First period the boy who usually carves skulls
into his desk raises his hand instead
to ask about Macbeth and for the first time,
I see his eyes are blue as melting ice.
Then those girls in the back
stop passing notes and start taking them
and I want to marvel at tiny miracles
but still another hand goes up
and Butch the drag racer says he's found the meaning
in the Act III soliloquy. Then more hands join the air
that is now rich with wondering and they moan
at the bell that ends our class and I ask myself,
"How could I thought of calling in sick today?"
I open my eyes for the next class and no one's late,
not even Ernie who owns his own time zone
and they all have done their homework
that they wave in the air
because everyone wants to go to the board
to underline nouns and each time I turn around
they're looking at me as if I know something they want
and steady as sunrise, they're doing it all right.
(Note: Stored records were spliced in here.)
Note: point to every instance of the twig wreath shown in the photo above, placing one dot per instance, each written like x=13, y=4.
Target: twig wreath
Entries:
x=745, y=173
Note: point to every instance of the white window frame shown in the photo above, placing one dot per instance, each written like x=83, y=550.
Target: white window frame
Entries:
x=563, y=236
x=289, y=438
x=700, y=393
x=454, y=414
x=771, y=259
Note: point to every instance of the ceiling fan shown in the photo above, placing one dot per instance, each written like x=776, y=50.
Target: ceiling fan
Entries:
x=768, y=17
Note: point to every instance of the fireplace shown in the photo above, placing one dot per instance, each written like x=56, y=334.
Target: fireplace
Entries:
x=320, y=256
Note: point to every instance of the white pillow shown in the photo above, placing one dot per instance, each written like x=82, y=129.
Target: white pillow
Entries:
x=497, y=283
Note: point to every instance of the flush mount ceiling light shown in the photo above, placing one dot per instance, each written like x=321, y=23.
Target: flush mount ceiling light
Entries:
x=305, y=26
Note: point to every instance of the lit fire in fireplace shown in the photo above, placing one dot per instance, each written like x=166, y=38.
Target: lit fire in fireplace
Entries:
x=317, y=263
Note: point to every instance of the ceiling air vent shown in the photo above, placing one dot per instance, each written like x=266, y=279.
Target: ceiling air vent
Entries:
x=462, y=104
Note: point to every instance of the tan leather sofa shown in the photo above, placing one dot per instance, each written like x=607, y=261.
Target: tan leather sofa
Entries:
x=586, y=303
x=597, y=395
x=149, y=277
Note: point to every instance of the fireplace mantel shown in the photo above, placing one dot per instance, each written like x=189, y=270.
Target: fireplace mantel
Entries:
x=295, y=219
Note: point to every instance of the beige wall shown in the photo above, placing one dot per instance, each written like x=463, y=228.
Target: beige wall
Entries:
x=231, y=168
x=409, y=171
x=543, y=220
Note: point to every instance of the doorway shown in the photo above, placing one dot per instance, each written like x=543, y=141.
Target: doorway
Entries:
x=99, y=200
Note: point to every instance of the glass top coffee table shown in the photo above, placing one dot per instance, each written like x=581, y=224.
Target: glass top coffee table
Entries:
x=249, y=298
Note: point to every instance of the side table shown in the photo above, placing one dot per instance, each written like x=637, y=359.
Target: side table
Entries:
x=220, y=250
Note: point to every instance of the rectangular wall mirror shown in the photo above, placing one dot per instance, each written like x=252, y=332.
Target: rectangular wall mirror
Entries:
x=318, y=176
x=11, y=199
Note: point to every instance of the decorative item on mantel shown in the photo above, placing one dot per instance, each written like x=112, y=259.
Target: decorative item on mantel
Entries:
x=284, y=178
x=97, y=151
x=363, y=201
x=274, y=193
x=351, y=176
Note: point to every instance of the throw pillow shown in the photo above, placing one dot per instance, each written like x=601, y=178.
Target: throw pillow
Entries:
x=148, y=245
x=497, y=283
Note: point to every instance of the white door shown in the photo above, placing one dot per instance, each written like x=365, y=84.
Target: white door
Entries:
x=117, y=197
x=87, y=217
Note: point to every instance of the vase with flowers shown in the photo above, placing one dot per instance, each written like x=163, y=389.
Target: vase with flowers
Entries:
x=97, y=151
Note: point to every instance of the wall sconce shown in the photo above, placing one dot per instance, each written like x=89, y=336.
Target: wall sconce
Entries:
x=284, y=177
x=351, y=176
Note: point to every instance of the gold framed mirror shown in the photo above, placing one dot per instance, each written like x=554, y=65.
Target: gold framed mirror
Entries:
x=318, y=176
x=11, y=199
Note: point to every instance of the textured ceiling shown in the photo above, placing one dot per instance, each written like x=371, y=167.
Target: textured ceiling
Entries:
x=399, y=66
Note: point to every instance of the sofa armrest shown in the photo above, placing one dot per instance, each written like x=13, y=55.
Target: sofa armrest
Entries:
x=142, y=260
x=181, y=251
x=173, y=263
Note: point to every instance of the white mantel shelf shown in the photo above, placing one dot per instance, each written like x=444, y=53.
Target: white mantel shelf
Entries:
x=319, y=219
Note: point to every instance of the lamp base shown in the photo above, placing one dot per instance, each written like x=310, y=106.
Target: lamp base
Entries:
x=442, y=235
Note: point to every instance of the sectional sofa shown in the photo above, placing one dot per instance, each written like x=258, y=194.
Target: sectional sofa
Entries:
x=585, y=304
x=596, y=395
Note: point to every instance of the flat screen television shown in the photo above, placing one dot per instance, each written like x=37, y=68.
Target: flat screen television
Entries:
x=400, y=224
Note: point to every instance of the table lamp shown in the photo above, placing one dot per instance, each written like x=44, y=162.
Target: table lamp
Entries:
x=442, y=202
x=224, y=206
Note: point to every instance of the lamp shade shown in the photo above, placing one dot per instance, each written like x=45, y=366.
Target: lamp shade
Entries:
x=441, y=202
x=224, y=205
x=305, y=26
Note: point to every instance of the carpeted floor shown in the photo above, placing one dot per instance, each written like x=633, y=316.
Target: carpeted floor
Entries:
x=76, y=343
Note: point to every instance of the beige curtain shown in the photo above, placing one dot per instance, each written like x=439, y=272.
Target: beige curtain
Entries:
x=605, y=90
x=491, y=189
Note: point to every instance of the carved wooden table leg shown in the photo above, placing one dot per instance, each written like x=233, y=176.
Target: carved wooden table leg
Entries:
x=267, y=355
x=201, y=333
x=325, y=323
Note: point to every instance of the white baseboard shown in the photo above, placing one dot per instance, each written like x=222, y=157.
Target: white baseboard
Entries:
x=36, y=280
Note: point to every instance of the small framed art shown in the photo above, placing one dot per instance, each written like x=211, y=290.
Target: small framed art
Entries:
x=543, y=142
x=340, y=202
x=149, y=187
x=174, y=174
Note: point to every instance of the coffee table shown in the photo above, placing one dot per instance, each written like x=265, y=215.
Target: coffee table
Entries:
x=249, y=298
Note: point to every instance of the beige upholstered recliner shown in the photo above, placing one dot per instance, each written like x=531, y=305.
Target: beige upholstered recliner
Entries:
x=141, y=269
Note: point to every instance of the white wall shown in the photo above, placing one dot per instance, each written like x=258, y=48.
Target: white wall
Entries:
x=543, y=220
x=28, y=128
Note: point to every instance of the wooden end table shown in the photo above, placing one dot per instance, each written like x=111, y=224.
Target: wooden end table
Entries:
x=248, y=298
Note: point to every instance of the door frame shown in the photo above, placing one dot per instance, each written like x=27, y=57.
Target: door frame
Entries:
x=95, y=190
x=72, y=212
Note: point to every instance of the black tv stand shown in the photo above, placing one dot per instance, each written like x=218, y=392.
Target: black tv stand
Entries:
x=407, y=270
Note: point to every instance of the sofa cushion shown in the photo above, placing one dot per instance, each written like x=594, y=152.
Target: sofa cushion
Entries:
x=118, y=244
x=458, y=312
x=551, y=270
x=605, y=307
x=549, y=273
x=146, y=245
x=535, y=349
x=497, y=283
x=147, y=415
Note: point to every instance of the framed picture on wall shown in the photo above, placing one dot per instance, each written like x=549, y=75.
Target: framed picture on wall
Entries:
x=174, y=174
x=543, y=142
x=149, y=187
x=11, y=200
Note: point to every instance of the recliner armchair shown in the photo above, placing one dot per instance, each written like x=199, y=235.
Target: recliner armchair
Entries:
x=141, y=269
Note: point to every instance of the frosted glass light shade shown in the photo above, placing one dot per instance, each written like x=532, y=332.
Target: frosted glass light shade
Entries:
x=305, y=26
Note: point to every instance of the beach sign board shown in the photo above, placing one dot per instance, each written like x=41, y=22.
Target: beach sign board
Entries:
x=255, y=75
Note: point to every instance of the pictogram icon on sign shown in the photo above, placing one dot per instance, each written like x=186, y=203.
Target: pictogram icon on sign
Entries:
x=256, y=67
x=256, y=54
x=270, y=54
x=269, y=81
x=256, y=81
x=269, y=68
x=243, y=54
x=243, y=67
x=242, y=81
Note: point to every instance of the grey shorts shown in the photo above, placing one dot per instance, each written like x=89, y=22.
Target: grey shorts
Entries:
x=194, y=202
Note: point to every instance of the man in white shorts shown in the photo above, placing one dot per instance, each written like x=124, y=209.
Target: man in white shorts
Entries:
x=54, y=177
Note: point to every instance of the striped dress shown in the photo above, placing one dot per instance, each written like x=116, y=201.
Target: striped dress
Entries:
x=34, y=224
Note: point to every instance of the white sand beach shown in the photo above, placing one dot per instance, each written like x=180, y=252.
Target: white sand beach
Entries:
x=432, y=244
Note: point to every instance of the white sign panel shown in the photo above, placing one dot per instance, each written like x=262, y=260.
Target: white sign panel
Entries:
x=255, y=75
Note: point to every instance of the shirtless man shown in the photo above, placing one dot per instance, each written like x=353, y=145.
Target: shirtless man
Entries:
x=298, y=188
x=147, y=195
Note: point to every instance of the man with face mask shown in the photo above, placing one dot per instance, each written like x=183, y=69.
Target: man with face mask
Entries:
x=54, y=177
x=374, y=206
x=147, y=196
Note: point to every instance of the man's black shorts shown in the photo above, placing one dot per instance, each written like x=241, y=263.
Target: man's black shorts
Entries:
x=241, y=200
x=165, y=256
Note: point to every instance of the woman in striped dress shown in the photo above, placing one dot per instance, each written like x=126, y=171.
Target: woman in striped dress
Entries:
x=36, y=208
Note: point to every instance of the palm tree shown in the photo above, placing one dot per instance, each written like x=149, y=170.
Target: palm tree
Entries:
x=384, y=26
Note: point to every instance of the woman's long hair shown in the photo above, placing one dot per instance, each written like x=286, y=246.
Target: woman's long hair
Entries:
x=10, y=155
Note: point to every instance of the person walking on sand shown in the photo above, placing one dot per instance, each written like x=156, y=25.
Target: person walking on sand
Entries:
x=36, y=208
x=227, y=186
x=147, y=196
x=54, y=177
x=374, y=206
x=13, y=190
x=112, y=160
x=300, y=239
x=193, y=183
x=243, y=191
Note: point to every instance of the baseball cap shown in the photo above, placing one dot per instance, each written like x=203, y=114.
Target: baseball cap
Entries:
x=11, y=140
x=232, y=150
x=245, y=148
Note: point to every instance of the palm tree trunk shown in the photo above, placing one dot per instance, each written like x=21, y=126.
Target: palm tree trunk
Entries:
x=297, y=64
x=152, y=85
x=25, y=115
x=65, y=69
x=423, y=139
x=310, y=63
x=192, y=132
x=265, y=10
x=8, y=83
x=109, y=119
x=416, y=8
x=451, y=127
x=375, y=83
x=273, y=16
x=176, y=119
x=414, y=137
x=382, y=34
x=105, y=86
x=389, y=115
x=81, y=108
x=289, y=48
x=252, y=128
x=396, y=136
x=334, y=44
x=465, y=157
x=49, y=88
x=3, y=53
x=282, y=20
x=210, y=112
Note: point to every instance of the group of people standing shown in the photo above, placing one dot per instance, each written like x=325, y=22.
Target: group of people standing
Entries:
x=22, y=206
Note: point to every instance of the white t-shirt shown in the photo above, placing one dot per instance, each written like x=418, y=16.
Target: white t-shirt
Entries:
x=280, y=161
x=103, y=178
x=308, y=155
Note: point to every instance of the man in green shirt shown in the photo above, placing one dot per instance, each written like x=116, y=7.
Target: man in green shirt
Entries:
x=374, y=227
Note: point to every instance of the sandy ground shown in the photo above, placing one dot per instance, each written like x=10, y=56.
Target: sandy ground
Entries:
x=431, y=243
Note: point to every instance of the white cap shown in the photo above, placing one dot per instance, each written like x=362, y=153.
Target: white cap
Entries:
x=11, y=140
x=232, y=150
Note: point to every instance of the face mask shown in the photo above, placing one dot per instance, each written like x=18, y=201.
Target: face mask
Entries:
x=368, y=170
At lunch the serpentine food lady discovers smilling
and sneak me an extra meatball. In the teachers' room
we eat like family and for twenty-two minutes
not one of us bitches about anything.
Then the afternoon continues the happiness of hands
wiggling with answers and I feel such spark
when spike-haired Cindy in the satanic tee shirt
picks up the right pronoun and glows like a saint.
And me, I'm up and down the room now, cheering,
cajoling, heating them up like a revival crowd.
I'm living only in exclamatory sentences. They want it all
and I'm thinking, "What drugs are we on here?"
Just a crusher Granorski screams, "Predicate nominatives
are awesome!" the principal walks in
with my check and I almost say, "That's okay,
you can keep it" When the bell sounds
they stand, raise lighted matches
and chant , "Adverbs! Adverbs!"
I drive home petting my plan book.
At night I check the weather without wishing for blizzard
then sleep in the sweet maze of dreams
where I see every student from years of school days:
boys and girls, sons and daughters who're almost mine,
thousand of them stretches like dominoes into the night
and I call the roll and they sing, "We are all here, Mr. Romond!"
When I pick up my chalk they open their books,
look up and with eager eyes , ask me to teach them.
-Edwin Romond-
I encountered this poem in one of those handbooks given out at one of the teacher conferences that I attended. Everytime I read this poem, never without fail, I will have a lump in my throat as I get to the last stanza and eyes all welled up at the line "...sons and daughters who're almost mine". So, I thought, okay, shall put this up as my first entry, coz it will alwiz remind me, harassed as I claimed to be, deep down inside, I know, this, teaching, is home, this is where perhaps I want to be.